Tutti gli occhi sono invecepuntati sull’incontro di giovedi a Ginevra tra il segretario di Stato americano John Kerry e il ministro degli Esteri russo Serghiei Lavrov. All’incontro parteciperà anche l’inviato Onu per la Siria Lakhdar Brahimi. Da questo appuntamento (il confronto tra i due potrebbe protrarsi fino a sabato, ha fatto sapere il Dipartimento di Stato) si dovrebbe capire quante chance di successo ha l’azione diplomatica intrapresa nelle ultime ore. E sulla quale, ha avvertito la Casa Bianca, la Russia si gioca il “prestigio”. Nel frattempo al Palazzo di Vetro, dietro un apparente situazione di stallo, i cinque membri permanenti del Consiglio di Sicurezza (Usa, Francia, Gran Bretagna, Russia e Cina) lavorano senza sosta e continuano a consultarsi in un clima blindato, nel tentativo non facile di avvicinare le reciproche posizioni. Anche gli altri membri del Consiglio di Sicurezza vengono sostanzialmente tenuti fuori dagli sviluppi.

In tutti prevale la paura di fare passi falsi, che possano mandare a monte gli sforzi in atto. La posizione più delicata, in queste ore, e’ certamente quella del presidente americano. Il suo messaggio in diretta Tv ha convinto solo il 47% degli americani e ha suscitato un mare di critiche. La più diffusa è quella che definisce la posizione di Obama sulla Siria ondivaga: “E’ stato un discorso in cui sono culminate due settimane di politica estera condotta a zig-zag”, sintetizza Politico.com. In molti accusano il presidente – nel suo ondeggiare tra la necessità di una risposta militare contro Assad e quella di dare un’ulteriore chance alla diplomazia – di non aver fatto chiarezza su cosa realmente succederà sul fronte della crisi siriana.
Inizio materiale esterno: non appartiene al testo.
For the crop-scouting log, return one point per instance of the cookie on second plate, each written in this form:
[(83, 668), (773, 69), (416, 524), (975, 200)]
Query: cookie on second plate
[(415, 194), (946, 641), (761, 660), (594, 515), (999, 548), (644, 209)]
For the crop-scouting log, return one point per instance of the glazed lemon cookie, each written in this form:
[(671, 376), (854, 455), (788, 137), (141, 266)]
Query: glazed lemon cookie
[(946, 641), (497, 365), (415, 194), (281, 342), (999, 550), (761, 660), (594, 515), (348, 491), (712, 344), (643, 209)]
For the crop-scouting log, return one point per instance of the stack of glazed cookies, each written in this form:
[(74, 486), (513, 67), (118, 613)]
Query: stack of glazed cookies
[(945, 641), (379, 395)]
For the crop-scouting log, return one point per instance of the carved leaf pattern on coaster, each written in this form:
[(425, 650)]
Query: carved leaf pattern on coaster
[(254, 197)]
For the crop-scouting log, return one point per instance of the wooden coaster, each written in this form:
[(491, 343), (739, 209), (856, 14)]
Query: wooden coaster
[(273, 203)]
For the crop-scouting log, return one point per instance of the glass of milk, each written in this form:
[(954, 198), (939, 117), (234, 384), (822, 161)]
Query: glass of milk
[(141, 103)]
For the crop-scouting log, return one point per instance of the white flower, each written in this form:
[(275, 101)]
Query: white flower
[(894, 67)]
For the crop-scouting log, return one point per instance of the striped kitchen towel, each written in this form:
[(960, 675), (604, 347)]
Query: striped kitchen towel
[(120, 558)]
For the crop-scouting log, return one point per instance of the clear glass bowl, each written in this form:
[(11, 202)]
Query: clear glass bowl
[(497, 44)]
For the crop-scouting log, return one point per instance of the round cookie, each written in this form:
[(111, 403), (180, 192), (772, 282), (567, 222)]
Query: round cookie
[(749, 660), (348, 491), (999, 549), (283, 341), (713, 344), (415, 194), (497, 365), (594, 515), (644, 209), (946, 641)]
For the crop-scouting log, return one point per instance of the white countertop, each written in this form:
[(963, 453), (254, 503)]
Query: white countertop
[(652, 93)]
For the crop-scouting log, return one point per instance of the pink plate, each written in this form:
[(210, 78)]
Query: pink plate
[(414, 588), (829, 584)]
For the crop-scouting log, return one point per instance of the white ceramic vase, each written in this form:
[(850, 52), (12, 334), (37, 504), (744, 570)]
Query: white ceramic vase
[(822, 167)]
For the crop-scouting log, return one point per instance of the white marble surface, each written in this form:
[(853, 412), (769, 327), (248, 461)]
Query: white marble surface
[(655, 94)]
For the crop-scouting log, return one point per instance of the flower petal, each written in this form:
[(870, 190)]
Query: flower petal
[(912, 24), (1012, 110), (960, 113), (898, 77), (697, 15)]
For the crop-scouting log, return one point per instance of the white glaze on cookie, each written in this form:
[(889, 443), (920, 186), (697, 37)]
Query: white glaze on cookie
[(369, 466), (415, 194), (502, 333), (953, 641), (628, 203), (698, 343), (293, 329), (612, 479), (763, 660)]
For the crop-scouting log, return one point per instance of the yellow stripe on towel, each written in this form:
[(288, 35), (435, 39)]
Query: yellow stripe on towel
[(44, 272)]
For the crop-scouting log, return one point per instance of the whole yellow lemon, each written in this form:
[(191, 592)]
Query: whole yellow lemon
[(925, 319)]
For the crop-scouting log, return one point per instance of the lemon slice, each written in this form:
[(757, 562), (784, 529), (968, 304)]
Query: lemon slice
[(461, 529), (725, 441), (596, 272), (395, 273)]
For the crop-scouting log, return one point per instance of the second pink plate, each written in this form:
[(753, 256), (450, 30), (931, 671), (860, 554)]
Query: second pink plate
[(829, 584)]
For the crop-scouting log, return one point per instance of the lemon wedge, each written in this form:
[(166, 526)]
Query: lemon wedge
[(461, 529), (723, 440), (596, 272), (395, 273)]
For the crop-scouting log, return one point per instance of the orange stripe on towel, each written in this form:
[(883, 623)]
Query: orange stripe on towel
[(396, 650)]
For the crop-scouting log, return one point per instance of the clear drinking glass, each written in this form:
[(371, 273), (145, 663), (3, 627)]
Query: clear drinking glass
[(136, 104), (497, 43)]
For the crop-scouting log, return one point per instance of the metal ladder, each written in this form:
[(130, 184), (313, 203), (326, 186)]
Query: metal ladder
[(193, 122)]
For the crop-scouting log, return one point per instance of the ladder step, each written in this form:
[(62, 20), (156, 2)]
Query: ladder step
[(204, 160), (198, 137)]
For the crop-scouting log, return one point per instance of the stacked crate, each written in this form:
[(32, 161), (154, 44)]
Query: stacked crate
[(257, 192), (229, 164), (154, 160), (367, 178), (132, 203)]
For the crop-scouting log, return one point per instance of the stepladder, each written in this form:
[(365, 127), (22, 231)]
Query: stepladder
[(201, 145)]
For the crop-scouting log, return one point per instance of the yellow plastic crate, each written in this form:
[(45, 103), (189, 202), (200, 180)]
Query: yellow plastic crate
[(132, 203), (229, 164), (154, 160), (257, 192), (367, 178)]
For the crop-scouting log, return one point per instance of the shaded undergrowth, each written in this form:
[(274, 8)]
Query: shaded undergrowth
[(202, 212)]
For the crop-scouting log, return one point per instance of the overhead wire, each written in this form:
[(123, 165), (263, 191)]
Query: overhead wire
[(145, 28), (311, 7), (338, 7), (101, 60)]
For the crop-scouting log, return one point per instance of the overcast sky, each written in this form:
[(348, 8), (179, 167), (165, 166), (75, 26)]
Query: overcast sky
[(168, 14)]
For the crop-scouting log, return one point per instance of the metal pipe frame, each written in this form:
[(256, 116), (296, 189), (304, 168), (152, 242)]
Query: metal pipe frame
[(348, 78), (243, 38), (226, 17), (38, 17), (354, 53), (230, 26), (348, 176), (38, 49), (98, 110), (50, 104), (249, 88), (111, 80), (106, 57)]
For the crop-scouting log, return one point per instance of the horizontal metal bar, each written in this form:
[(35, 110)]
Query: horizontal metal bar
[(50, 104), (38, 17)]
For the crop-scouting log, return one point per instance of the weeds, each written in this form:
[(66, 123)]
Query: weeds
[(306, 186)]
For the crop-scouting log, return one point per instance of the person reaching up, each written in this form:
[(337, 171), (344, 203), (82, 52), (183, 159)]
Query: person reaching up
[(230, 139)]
Ma l’amministrazione statunitense fa quadrato intorno al presidente.

Il portavoce della Casa Bianca, Jay Carney, ha ribadito che la minaccia di un intervento militare ha funzionato: “Fino a due giorni fa Assad negava di essere in possesso di armi chimiche”. Carney quindi ha riaffermato la linea del presidente: “Gli Stati Uniti lavoreranno con le Nazioni Unite ed esamineranno il piano russo”, per verificarne la credibilità e la fattibilità. “Ma l’opzione militare resta”, ha aggiunto. Perche’ – affermano alla Casa Bianca – senza una minaccia credibile da parte degli Stati Uniti sarà ancora piu’ difficile ottenere risultati concreti dal regime di Assad. “Non siamo il poliziotto del mondo”, ha detto Obama rivolgendosi alla nazione, “ma certi crimini non possono rimanere impuniti. Non possiamo girare gli occhi”. Poi una solenne promessa: se attacco sarà, “non sarà un nuovo Iraq o un nuovo Afghanistan”. Ma secondo certi osservatori un impegno del genere non è facile, quando si parla di un intervento armato nella polveriera mediorientale.